Am Dienstag hat er dazu ein Memorandum  unterzeichnet, gemeinsam mit Jiří Kylar. Kylar hat 2020 den außerkirchlichen Verein Někdo Ti uvěří gegründet, nachdem er selbst öffentlich über seine Erfahrungen als Missbrauchsopfer durch einen Priester gesprochen hatte. Der Verein kann seinem Vorsitzenden zufolge beispielsweise bei der Entwicklung sensibler Maßnahmen für Einzelfälle der Kirche helfen:

„Man kann Regeln und Mechanismen festlegen, Priester ausbilden und betreuen. Und sich gleichzeitig um Opfer kümmern, denen im kirchlichen Umfeld etwas zugestoßen ist.“

Das Memorandum zwischen der NGO und der Tschechischen Bischofskonferenz erklärt das gemeinsame Bemühen, gefährdete Personen in der Kirche zu schützen, Missbrauchsopfer zu unterstützen und Präventionsmaßnahmen sowie einen sensiblen Umgang mit Menschen zu entwickeln, die von Kirchenvertretern oder Mitarbeitern missbraucht wurden. Die katholische Kirche werde die Kosten für die therapeutische Versorgung der Opfer übernehmen, sagte Stanislav Přibyl am Dienstag:

„Wir sind bereit, die Versorgung für alle zu bezahlen, die sie brauchen. Dabei handelt es sich sowohl um einmalige Therapien als Erste Hilfe, als auch um die Betreuung beim langwierigen Erholungsprozess des Opfers.“

Přibyl zufolge kooperiert die Kirche mit dem Verein auch hinsichtlich der Methodik zur Untersuchung von Missbrauchsfällen. Künftig solle man beispielsweise bei Befragungen sensibler mit den Opfern umgehen und unnötige Wiederholungen vermeiden.
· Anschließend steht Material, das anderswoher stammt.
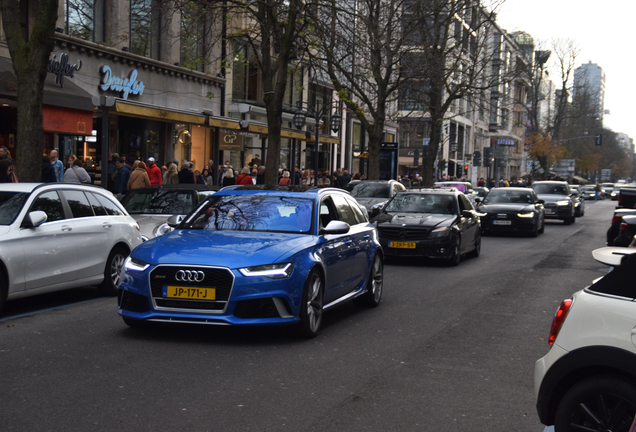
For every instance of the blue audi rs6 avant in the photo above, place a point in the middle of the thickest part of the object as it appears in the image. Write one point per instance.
(254, 255)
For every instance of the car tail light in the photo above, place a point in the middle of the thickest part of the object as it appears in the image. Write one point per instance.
(558, 320)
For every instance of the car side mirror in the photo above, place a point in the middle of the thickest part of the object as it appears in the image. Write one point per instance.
(174, 220)
(335, 227)
(34, 219)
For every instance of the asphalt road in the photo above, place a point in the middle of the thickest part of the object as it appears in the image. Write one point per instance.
(449, 349)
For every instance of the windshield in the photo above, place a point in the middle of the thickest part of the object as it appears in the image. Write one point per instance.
(497, 196)
(369, 190)
(254, 213)
(421, 203)
(550, 189)
(10, 205)
(160, 201)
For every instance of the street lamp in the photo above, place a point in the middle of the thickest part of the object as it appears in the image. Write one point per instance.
(300, 118)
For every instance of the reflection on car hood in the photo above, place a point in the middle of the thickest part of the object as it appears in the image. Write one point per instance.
(553, 198)
(370, 202)
(420, 219)
(148, 223)
(221, 248)
(515, 207)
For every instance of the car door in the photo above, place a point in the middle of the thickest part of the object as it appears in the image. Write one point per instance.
(357, 243)
(91, 234)
(51, 248)
(335, 253)
(468, 226)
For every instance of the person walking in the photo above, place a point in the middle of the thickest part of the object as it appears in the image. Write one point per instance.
(77, 174)
(48, 171)
(58, 165)
(154, 172)
(139, 177)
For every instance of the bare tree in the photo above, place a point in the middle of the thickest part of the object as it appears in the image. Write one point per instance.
(30, 54)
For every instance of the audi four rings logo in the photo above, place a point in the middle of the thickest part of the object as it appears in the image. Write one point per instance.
(189, 276)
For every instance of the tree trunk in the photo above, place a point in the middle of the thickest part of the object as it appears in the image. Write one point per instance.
(30, 61)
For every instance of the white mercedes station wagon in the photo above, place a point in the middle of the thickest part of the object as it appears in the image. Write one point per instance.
(56, 236)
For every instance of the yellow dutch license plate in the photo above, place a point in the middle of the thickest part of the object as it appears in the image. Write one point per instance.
(195, 293)
(402, 245)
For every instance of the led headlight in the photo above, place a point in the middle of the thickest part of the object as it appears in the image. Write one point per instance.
(134, 264)
(162, 229)
(274, 271)
(439, 232)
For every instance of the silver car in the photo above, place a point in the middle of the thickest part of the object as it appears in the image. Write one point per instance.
(57, 236)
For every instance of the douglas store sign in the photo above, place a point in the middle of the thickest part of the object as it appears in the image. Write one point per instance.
(121, 85)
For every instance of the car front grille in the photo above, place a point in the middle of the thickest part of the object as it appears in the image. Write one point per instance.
(403, 233)
(221, 279)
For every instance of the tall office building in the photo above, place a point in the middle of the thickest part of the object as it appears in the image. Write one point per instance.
(591, 78)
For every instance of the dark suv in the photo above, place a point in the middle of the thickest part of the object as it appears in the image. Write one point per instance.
(433, 223)
(559, 202)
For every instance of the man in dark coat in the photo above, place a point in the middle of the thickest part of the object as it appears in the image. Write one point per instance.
(185, 175)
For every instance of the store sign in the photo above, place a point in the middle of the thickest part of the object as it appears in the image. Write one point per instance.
(125, 86)
(505, 141)
(230, 141)
(62, 68)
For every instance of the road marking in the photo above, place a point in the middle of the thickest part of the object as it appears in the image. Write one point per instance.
(26, 314)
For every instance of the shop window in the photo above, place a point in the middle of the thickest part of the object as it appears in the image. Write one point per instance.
(192, 41)
(145, 19)
(83, 19)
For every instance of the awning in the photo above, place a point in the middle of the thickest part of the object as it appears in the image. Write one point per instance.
(165, 114)
(69, 96)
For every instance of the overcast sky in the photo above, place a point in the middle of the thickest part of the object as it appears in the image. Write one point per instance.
(604, 33)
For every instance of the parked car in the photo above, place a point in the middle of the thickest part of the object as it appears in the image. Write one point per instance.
(614, 230)
(587, 381)
(464, 187)
(152, 206)
(57, 236)
(373, 194)
(512, 209)
(257, 255)
(559, 203)
(577, 194)
(436, 223)
(588, 192)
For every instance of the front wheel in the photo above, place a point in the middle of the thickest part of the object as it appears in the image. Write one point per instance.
(311, 305)
(373, 296)
(603, 403)
(112, 272)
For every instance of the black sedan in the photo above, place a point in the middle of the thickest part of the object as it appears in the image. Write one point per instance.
(434, 223)
(512, 210)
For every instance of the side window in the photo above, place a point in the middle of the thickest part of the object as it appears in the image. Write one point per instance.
(344, 210)
(357, 211)
(97, 206)
(49, 203)
(111, 208)
(327, 212)
(79, 203)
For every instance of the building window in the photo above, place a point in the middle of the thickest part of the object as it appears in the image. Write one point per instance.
(192, 41)
(144, 28)
(81, 19)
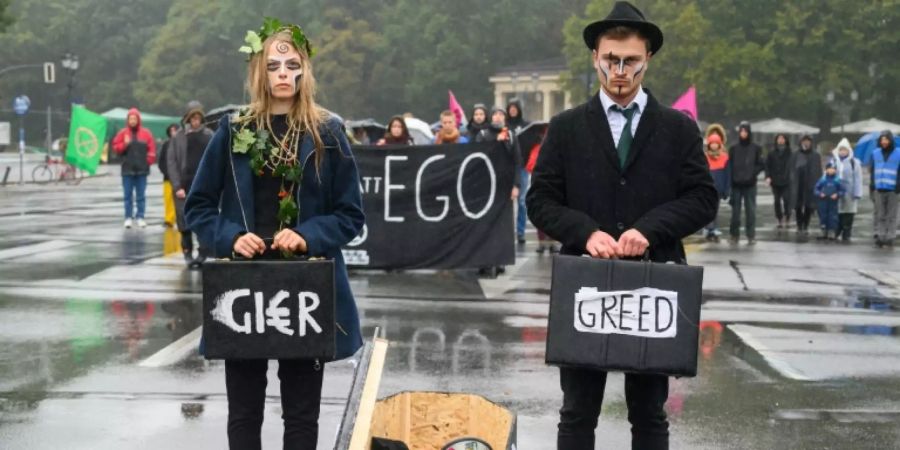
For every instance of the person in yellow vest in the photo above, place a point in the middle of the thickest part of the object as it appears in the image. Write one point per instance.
(168, 195)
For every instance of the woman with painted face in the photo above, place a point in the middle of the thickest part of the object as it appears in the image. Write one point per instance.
(279, 178)
(397, 133)
(478, 122)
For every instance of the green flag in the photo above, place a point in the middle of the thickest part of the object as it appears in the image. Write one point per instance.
(86, 135)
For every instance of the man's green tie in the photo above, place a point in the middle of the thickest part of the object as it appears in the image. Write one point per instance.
(626, 138)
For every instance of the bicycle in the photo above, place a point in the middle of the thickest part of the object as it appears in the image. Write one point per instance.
(53, 169)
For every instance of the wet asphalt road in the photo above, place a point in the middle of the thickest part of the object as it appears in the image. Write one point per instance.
(799, 342)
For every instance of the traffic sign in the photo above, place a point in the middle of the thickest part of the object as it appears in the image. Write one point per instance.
(49, 73)
(21, 105)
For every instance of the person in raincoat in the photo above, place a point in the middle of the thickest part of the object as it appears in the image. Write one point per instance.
(303, 198)
(778, 177)
(829, 192)
(885, 185)
(138, 149)
(806, 169)
(849, 170)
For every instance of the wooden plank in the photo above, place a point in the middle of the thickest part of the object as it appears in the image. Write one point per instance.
(428, 420)
(359, 380)
(361, 437)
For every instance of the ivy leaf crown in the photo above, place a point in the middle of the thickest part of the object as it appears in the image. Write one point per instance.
(271, 25)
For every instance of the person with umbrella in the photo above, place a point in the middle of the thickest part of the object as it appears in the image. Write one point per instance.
(885, 173)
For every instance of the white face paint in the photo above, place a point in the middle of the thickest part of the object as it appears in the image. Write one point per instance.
(620, 65)
(284, 68)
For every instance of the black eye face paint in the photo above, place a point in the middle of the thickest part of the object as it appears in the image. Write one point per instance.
(290, 65)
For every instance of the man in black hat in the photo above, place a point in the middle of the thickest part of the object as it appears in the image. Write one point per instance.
(184, 159)
(617, 177)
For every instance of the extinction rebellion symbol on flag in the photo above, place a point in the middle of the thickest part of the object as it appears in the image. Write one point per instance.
(86, 142)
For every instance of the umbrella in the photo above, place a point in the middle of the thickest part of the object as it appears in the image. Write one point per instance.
(419, 130)
(866, 126)
(779, 125)
(213, 115)
(867, 144)
(374, 130)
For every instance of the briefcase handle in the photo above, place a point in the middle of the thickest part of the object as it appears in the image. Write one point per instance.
(273, 255)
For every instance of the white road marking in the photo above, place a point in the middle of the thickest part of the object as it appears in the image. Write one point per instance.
(176, 351)
(32, 249)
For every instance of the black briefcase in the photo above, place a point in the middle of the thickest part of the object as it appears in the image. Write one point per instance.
(624, 316)
(268, 309)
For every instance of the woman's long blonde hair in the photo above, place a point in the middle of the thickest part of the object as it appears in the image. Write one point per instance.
(305, 114)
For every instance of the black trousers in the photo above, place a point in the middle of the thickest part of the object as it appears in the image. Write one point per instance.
(583, 390)
(782, 202)
(301, 395)
(187, 244)
(845, 225)
(745, 195)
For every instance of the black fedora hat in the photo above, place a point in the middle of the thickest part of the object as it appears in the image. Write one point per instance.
(624, 14)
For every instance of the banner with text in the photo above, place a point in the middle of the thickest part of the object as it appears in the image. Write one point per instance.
(436, 207)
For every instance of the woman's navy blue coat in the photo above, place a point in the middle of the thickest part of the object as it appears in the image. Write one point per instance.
(219, 207)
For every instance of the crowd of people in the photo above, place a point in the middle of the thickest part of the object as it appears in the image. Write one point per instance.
(803, 183)
(496, 124)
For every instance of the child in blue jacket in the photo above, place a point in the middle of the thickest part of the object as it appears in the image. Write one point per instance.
(829, 191)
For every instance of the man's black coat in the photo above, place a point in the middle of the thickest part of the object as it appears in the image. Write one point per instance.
(665, 190)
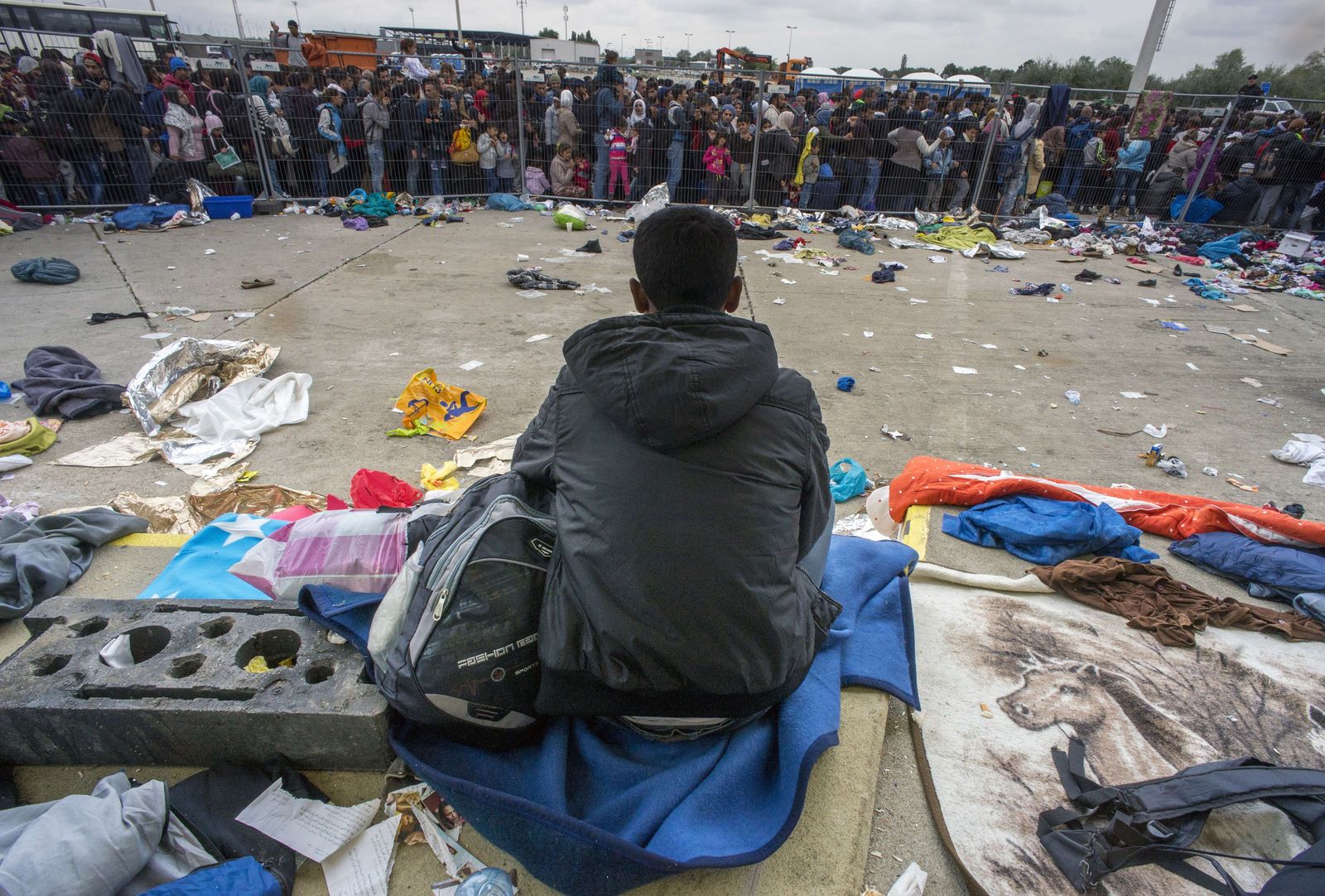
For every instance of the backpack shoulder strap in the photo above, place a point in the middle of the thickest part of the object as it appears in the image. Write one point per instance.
(1156, 822)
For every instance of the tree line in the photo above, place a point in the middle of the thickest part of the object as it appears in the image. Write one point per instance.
(1227, 73)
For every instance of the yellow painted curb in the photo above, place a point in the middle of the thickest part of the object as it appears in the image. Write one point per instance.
(150, 540)
(916, 527)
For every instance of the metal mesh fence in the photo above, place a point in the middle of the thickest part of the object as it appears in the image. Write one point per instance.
(746, 138)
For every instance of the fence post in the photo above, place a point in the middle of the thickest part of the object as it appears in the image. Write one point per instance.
(520, 123)
(1201, 176)
(989, 147)
(754, 150)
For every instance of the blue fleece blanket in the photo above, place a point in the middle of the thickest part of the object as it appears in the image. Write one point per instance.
(1048, 532)
(593, 809)
(1271, 571)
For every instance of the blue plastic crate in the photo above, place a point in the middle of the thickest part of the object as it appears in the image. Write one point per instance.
(227, 205)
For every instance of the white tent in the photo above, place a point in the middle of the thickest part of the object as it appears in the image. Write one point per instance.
(969, 81)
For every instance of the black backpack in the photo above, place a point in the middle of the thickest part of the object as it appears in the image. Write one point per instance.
(169, 182)
(455, 640)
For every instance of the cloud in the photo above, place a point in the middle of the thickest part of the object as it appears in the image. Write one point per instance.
(848, 32)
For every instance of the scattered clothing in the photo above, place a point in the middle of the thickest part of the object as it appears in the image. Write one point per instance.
(46, 271)
(23, 511)
(593, 807)
(61, 381)
(1042, 531)
(534, 278)
(40, 558)
(371, 489)
(26, 437)
(248, 408)
(103, 317)
(1150, 600)
(933, 480)
(118, 839)
(1272, 571)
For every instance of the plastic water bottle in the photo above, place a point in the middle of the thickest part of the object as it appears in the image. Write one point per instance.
(488, 882)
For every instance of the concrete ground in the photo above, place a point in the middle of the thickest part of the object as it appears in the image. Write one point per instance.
(364, 311)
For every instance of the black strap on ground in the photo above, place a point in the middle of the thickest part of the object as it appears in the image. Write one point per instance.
(1156, 822)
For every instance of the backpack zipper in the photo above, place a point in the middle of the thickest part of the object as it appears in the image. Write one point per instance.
(446, 571)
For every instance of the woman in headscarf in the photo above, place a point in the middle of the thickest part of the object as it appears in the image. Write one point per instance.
(186, 130)
(567, 126)
(904, 166)
(269, 119)
(777, 161)
(1015, 176)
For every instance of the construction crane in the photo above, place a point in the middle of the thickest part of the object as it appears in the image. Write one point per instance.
(782, 73)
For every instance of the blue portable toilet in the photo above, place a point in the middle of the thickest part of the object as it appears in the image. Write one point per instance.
(821, 79)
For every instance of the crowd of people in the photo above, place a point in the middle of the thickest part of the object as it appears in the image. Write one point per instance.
(73, 134)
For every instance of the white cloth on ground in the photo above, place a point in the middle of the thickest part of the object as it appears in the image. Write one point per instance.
(248, 408)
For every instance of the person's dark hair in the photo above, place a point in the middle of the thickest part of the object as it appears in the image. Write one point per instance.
(686, 256)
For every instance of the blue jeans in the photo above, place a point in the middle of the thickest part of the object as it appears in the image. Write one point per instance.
(321, 172)
(437, 176)
(377, 165)
(807, 195)
(276, 182)
(1124, 189)
(1013, 187)
(867, 195)
(1071, 174)
(139, 167)
(48, 194)
(675, 157)
(600, 165)
(92, 176)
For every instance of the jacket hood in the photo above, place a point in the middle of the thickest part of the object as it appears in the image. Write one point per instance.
(672, 379)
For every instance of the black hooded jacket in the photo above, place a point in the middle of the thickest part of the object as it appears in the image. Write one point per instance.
(691, 478)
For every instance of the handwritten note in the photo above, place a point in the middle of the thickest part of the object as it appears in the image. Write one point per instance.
(309, 827)
(362, 867)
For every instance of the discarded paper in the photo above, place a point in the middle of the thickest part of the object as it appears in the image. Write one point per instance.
(311, 827)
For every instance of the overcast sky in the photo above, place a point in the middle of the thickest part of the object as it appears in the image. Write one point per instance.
(1000, 33)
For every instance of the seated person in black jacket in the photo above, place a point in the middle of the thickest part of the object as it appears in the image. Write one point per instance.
(691, 498)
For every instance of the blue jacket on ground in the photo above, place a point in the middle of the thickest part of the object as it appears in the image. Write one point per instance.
(1048, 532)
(1274, 571)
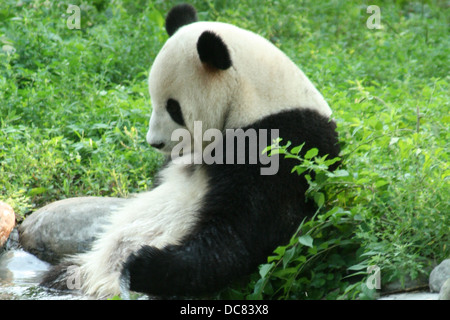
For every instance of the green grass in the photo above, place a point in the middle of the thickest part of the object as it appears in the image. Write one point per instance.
(74, 111)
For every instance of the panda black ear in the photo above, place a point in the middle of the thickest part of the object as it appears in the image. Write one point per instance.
(213, 51)
(179, 16)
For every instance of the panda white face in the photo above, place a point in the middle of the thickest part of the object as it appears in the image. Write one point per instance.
(184, 89)
(223, 76)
Wie Jiří Kylar erklärte, sei die Zusammenarbeit durch den Generationswechsel unter den Bischöfen ermöglicht worden:

„Als Erzbischof Stanislav letztes Jahr den Vorsitz der Kommission zu Prävention und Schutz vor Missbrauch übernahm, wandte er sich an uns und begann umgehend, dieses Thema mit uns zu erörtern. Ich sehe darin einen großen Wandel in der Haltung der Kirche zu dieser Problematik.“

Jan Graubner | Foto: Zuzana Jarolímková,  iROZHLAS.cz

Přibyls Vorgänger Jan Graubner war noch wegen Untätigkeit kritisiert worden. Laut seinem Nachfolger lernt die tschechische katholische Kirche nun allmählich, mit dem Problem umzugehen, und benötigt dabei Unterstützung von außen:

„Da wir im Bereich Therapie und Opferhilfe nicht kompetent sind, müssen wir nach Mitarbeitern und Personen suchen, die uns Feedback geben können.“

Der Verein Někdo Ti uvěří bearbeitet jährlich Dutzende von Fällen, wie Geschäftsführerin Anna Ptáčková erläutert:

„Nicht alle Betroffenen wurden nur im kirchlichen Umfeld missbraucht. Manche unserer Klienten sind gläubig, haben aber etwa in ihrer Familie Missbrauch erlebt, und die spirituelle Dimension spielt für ihren Heilungsprozess eine wichtige Rolle. Sobald ein Fall die Kirche betrifft, gehen wir ihm nach.“

Weitere Fälle würden an andere Organisationen verwiesen, ergänzt Ptáčková.

Erzbischof Stanislav Přibyl kündigte am Dienstag außerdem an, dass die Tschechische Bischofskonferenz in diesem Jahr einen Bericht über die Zahl der Missbrauchsfälle durch Kirchenvertreter veröffentlichen wird.